La pregunta no es mía, es de Alicia, la famosísima niña que conoció el País de las Maravillas. Y la formula tan pronto como la primera página del libro de Lewis Carroll. ¡La primera! Así de importante es el cuestionamiento.

Hasta hace muy poco, era común creer que los libros ilustrados son para niños, que los “dibujitos” sirven tan solo para que las áridas páginas resulten más atractivas a los ojos infantiles. Y, así, muchos lectores que se consideraban serios rechazaban ediciones ilustradas e incluso muchos autores se rehusaban a que sus importantísimas páginas fueran contaminadas con los garabatos de algún dibujante. Hoy se valora mucho más el papel fundamental que la ilustración puede jugar en la literatura. Un vistazo a algunos casos emblemáticos nos permitirá comprender mejor el asunto.

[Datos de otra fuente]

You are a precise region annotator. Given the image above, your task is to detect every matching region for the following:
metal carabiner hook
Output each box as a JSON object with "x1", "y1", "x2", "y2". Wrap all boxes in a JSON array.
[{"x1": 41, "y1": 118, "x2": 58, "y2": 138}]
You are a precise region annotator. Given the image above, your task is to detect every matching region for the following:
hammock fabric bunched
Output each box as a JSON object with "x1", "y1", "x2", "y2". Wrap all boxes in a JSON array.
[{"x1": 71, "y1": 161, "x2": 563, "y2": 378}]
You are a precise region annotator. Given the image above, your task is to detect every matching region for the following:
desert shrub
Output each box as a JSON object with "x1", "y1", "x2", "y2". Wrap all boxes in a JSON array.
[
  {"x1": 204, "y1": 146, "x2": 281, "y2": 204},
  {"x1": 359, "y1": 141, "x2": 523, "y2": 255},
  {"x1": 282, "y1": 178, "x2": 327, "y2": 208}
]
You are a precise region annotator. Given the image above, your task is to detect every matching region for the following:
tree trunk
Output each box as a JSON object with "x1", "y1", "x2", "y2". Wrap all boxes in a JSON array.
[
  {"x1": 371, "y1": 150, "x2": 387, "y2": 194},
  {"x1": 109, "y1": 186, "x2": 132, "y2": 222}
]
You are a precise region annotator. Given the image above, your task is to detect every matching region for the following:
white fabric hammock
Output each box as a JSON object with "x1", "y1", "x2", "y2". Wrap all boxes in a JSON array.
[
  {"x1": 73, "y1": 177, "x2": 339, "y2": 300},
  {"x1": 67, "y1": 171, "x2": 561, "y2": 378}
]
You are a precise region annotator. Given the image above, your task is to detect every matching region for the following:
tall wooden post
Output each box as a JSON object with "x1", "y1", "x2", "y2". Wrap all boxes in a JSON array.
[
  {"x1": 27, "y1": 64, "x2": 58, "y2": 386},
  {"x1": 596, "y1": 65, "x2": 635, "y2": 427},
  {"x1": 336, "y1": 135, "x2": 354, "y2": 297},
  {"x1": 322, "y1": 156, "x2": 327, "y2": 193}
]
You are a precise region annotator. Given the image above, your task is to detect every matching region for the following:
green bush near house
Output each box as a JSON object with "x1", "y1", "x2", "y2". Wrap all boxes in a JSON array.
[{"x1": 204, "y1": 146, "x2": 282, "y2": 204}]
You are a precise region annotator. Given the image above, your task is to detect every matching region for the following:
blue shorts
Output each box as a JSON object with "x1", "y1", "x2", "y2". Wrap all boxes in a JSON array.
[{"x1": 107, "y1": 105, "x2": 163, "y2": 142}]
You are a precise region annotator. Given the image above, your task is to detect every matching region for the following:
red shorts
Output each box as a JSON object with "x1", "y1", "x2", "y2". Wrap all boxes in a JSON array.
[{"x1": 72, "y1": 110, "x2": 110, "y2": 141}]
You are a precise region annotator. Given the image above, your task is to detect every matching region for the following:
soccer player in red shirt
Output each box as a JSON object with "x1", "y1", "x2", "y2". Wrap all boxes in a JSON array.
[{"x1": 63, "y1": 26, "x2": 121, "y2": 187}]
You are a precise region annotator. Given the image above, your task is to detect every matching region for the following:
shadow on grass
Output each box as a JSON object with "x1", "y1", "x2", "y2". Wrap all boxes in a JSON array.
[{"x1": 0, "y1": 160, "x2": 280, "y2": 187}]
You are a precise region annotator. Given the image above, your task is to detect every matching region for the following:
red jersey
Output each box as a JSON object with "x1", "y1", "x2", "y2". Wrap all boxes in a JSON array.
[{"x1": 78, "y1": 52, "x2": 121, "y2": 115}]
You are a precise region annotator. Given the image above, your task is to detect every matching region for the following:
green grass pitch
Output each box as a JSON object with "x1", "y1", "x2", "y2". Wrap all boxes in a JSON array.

Comencemos por decir que ciertamente los libros infantiles y juveniles suelen ser ilustrados, pero las mejores ediciones de estos libros no tienen simples traducciones visuales del texto, sino que agregan contenido que permite a los lectores imaginar mucho mejor las escenas. Mientras escribo esto, tengo a la vista la serie de clásicos ilustrados para niños de la editorial Selector con la que crecí. Con ellos dibujé en mi mente la primera imagen que tuve del Cid campeador, conocí el ojo único del cíclope Polifemo que combatió Odiseo, vi las largas uñas de Drácula, dimensioné el tamaño de Gulliver respecto a los liliputienses. Son dibujos a blanco y negro que, ahora que los miro nuevamente, me parece que tienen un mérito especial: mostrar la reacción de los personajes ante sus circunstancias. Veo en su cara sorpresa, curiosidad, intriga, malicia, paz, amor, ternura. Y pienso que aprender esa emotividad y sus manifestaciones más visibles son parte tan importante de la formación de un ser humano como las peripecias de los personajes que conoce.

Tengo a la vista también algunos ejemplares de la serie de la editorial Trillas que mi papá compró para mi hermano y para mí. Ahí conocimos a Sherlock Holmes y a los Tres Mosqueteros. Yo quedé prendado de Belleza Negra, de Anna Sewell. Ahora que lo pienso, no recuerdo absolutamente nada de su historia, pero estoy seguro que el amor hacia otros seres vivos que se respira en sus capítulos se filtró a mis pulmones. Hojeo también sus páginas, me encuentro con sus colores. En cada par de páginas llega a haber hasta seis ilustraciones. Me transporto a mi niñez y lo pienso mejor: qué entretenido era pasar páginas y páginas viendo los caballos blancos, bayos y azabache, los callejones empedrados, sus esbeltos jinetes, las tabernas donde brindaban, las mujeres con sus largos vestidos. Imaginar es una capacidad innata del ser humano, pero imaginar las palabras que el cerebro va descifrando es una habilidad que debe desarrollarse. Esas imágenes son clave en el crecimiento lector. Y pasa algo más todavía: cuando los lectores damos vuelta a la página, nos encontramos ya con una ilustración que nos adelanta en la historia. ¡Qué forma de causar intriga y obligarnos a leer más rápido para saber qué pasó en medio!

Así que no, esas imágenes son mucho más que simples “dibujitos”: son, primero, el trabajo de un artista; segundo, composiciones que agregan contenido a lo expresado por las palabras; tercero, mecanismos que desarrollan la imaginación y potencian la curiosidad.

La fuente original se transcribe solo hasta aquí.